The Two Gentlemen of Verona
mine owne. Beleeue not good Lady (saide I) that there is any thing in the worlde, that can make Don Felix forget you. And if he hath cast off another for your sake, woonder not thereat, when your beautie and wisedome is so great, and the others so small, that there is no reason to thinke, that he will (though he hath woorthelie forsaken her for your sake) or euer can forget you for any woman else in the worlde. Doest thou then know Felismena (saide Celia) the lady whom thy Master did once loue and serue in his owne countrey? I know her (saide I) although not so well as it was needfull for me, to haue preuented so many mishaps, (and this I spake softly to my selfe). For my fathers house was neere to hers, but seeing your great beautie adorned with such perfections and wisedome, Don Felix can not be blamed, if he hath forgotten his first loue, onely to embrace and honour yours. To this did Celia answer merily, and smiling. Thou hast learned quickly of thy Master to sooth. Not so faire Ladie, saide I, but to serue you woulde I faine learne: for flatterie cannot be, where (in the iudgement of all) there are so manifest signes and proofes of this due commendation. Celia began in good earnest to aske me what manner of woman Felismena was; whom I answered, that touching her beautie.

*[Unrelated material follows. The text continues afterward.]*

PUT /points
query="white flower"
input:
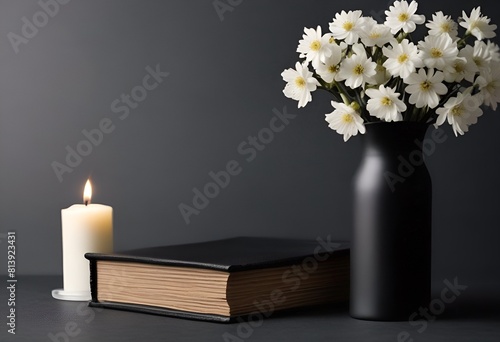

Some thought her to be very faire, but I was neuer of that opinion, bicause she hath many daies since wanted the chiefest thing that is requisite for it. What is that, said Celia? Content of minde, saide I, bicause perfect beautie can neuer be, where the same is not adioyned to it.'
The reader who will turn from this passage to the corresponding lines of the play (IV. iv. 125–185) may judge of Shakespeare's achievement in delicacy and richness of characterization, in pathos, and in poetry.